Kanayo continues to set high goals for herself and, ultimately, would like to work in the education sector at government level with the influence to shape policies and direction.
“I am passionate about curriculum design – one that focuses on the student journey, not just their academic ability,” she said. “We should be developing well-rounded young people, to help them set goals and reach them but always remembering that the journey is as important as the destination.”
How did it feel to learn you had won the award?
It felt amazing to be recognised as I only graduated in 2015. I felt really proud although I could have killed my mum as I didn’t know she had nominated me!
What attracted you to choose to study Psychology at Surrey?
I chose Surrey as it was relatively close to home in Croydon but still far enough to have some independence. When I visited, I immediately felt like it was a real community where everyone knew each other and I liked that feeling.
Psychology has been my love since GCSEs. I did well at A Level and knew I had to study it; there was no other choice.
What were the best things about your course?
The best part was being able to conduct my own research and the placement year was amazing and extended my university experience. The staff were always ready to sacrifice their time to help their students.
How did your professional training year influence your career?
I spent part of the year in China at Astronaut China; a marketing company specialising in advertising. With the support of my lecturers, I used LinkedIn to connect with companies as at that time I was interested in organisational psychology in a business environment. The professional training year developed my confidence to have a presence in the professional world and taught me how to achieve work/life balance.

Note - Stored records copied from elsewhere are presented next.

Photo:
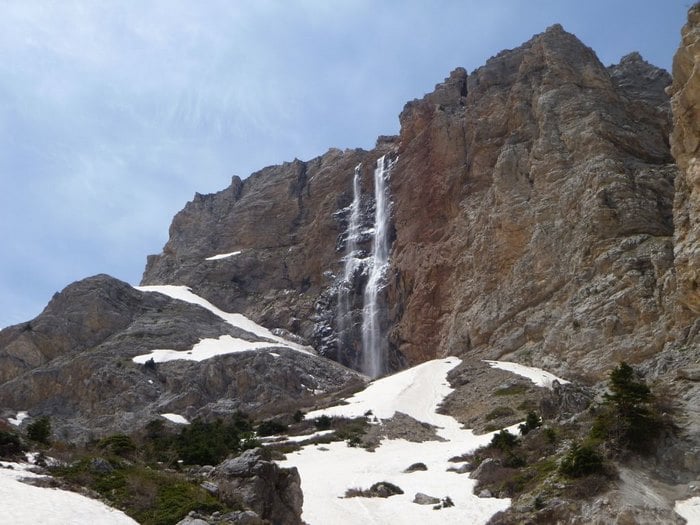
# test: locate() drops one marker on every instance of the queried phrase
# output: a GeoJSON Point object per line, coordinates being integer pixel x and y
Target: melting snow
{"type": "Point", "coordinates": [17, 420]}
{"type": "Point", "coordinates": [689, 509]}
{"type": "Point", "coordinates": [536, 375]}
{"type": "Point", "coordinates": [176, 418]}
{"type": "Point", "coordinates": [328, 471]}
{"type": "Point", "coordinates": [183, 293]}
{"type": "Point", "coordinates": [222, 256]}
{"type": "Point", "coordinates": [205, 349]}
{"type": "Point", "coordinates": [24, 504]}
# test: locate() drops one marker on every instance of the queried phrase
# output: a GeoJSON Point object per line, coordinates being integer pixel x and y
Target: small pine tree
{"type": "Point", "coordinates": [532, 421]}
{"type": "Point", "coordinates": [504, 441]}
{"type": "Point", "coordinates": [40, 430]}
{"type": "Point", "coordinates": [629, 420]}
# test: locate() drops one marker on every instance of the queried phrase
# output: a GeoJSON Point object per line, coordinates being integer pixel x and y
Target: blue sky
{"type": "Point", "coordinates": [114, 113]}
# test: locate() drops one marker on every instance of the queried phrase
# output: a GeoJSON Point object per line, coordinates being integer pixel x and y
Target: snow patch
{"type": "Point", "coordinates": [222, 256]}
{"type": "Point", "coordinates": [176, 418]}
{"type": "Point", "coordinates": [538, 376]}
{"type": "Point", "coordinates": [689, 509]}
{"type": "Point", "coordinates": [183, 293]}
{"type": "Point", "coordinates": [24, 504]}
{"type": "Point", "coordinates": [17, 420]}
{"type": "Point", "coordinates": [417, 392]}
{"type": "Point", "coordinates": [205, 349]}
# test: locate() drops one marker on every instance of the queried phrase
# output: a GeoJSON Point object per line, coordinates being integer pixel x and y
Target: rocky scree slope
{"type": "Point", "coordinates": [74, 362]}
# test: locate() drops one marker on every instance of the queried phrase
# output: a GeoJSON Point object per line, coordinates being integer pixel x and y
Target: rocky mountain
{"type": "Point", "coordinates": [543, 209]}
{"type": "Point", "coordinates": [532, 216]}
{"type": "Point", "coordinates": [78, 362]}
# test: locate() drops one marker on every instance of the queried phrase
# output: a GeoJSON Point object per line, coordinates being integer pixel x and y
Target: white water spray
{"type": "Point", "coordinates": [373, 340]}
{"type": "Point", "coordinates": [351, 257]}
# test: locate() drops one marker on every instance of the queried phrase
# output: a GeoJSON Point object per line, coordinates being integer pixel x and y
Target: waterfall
{"type": "Point", "coordinates": [353, 229]}
{"type": "Point", "coordinates": [363, 277]}
{"type": "Point", "coordinates": [373, 338]}
{"type": "Point", "coordinates": [344, 316]}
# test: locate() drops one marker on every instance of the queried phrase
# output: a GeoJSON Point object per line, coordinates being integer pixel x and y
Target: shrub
{"type": "Point", "coordinates": [270, 428]}
{"type": "Point", "coordinates": [118, 444]}
{"type": "Point", "coordinates": [40, 430]}
{"type": "Point", "coordinates": [532, 421]}
{"type": "Point", "coordinates": [504, 441]}
{"type": "Point", "coordinates": [629, 419]}
{"type": "Point", "coordinates": [10, 445]}
{"type": "Point", "coordinates": [323, 422]}
{"type": "Point", "coordinates": [582, 460]}
{"type": "Point", "coordinates": [499, 412]}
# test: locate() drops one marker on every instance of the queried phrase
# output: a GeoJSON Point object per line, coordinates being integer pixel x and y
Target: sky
{"type": "Point", "coordinates": [114, 113]}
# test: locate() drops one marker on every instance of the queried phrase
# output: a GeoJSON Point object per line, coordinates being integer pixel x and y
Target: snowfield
{"type": "Point", "coordinates": [23, 504]}
{"type": "Point", "coordinates": [17, 420]}
{"type": "Point", "coordinates": [176, 418]}
{"type": "Point", "coordinates": [208, 348]}
{"type": "Point", "coordinates": [689, 509]}
{"type": "Point", "coordinates": [205, 349]}
{"type": "Point", "coordinates": [327, 471]}
{"type": "Point", "coordinates": [222, 256]}
{"type": "Point", "coordinates": [536, 375]}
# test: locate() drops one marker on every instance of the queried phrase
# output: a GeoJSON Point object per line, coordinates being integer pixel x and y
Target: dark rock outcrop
{"type": "Point", "coordinates": [272, 492]}
{"type": "Point", "coordinates": [74, 363]}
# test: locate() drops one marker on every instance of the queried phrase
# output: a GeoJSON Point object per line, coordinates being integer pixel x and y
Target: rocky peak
{"type": "Point", "coordinates": [639, 80]}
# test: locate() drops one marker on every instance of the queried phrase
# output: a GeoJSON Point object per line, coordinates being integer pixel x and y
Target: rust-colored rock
{"type": "Point", "coordinates": [533, 216]}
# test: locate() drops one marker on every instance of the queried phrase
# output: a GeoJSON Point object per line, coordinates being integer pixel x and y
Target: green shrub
{"type": "Point", "coordinates": [582, 460]}
{"type": "Point", "coordinates": [323, 422]}
{"type": "Point", "coordinates": [10, 445]}
{"type": "Point", "coordinates": [40, 430]}
{"type": "Point", "coordinates": [628, 419]}
{"type": "Point", "coordinates": [504, 441]}
{"type": "Point", "coordinates": [499, 412]}
{"type": "Point", "coordinates": [511, 390]}
{"type": "Point", "coordinates": [117, 444]}
{"type": "Point", "coordinates": [532, 421]}
{"type": "Point", "coordinates": [270, 428]}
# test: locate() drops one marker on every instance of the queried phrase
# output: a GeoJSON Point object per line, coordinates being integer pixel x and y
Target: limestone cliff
{"type": "Point", "coordinates": [532, 217]}
{"type": "Point", "coordinates": [685, 144]}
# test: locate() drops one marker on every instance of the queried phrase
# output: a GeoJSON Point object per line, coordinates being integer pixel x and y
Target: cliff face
{"type": "Point", "coordinates": [685, 144]}
{"type": "Point", "coordinates": [534, 210]}
{"type": "Point", "coordinates": [532, 216]}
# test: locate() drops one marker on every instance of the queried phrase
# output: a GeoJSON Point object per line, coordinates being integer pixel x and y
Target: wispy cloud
{"type": "Point", "coordinates": [113, 113]}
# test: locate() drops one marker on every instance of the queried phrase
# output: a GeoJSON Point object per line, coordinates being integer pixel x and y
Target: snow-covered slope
{"type": "Point", "coordinates": [208, 348]}
{"type": "Point", "coordinates": [538, 376]}
{"type": "Point", "coordinates": [327, 471]}
{"type": "Point", "coordinates": [23, 504]}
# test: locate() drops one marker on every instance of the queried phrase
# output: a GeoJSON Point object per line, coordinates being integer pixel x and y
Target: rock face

Ultimately, it made me re-evaluate my future and directed me towards a career (teaching) that I didn’t know I wanted!
I came back more mature and ready to handle the final year.
What do you enjoy most about your work and why?
I love it when my students have that light bulb moment when get finally get something. It makes the lessons more fun and engaging. That brings out my passion – I am teaching future doctors, solicitors, other professionals, mums, dads – I am a significant part of their journey and I hope they will remember me as they progress.
What are the challenges?
Everyone underestimates the workload so you have to ensure you have the right work/life balance. There is also never enough time with the students – I want them to really enjoy the subject but we have to prepare them for exams.
What are your aspirations for the future?
I would love to work for Ofsted and see how they operate. Lots of teachers panic when they hear Ofsted is coming in but I love having my lessons observed!
I would also like to work in the education sector at government level with the influence to shape policies and direction. I am passionate about curriculum design – one that focuses on the student’s journey, not just their academic ability. We should be developing well-rounded young people.
What is your strongest memory of your time at Surrey?
I was really proud to receive Surrey’s Internationalisation Award for the Faculty of Arts and Human Sciences at my graduation for my international work. During my time at Surrey, I wrote an academic paper on mental illness following volunteer work at a mental institution in Beijing and traveled to Ghana to teach and support young people, particularly women.
I also really enjoyed being part of the University’s Chosen Christian Fellowship and I still go back to campus to visit the group.
What advice would you give to students hoping to work in your field?
Set goals and reach them, but be flexible and ready to change them if necessary. Also, remember that the journey is just as important as the destination and don’t be afraid to ask people for advice.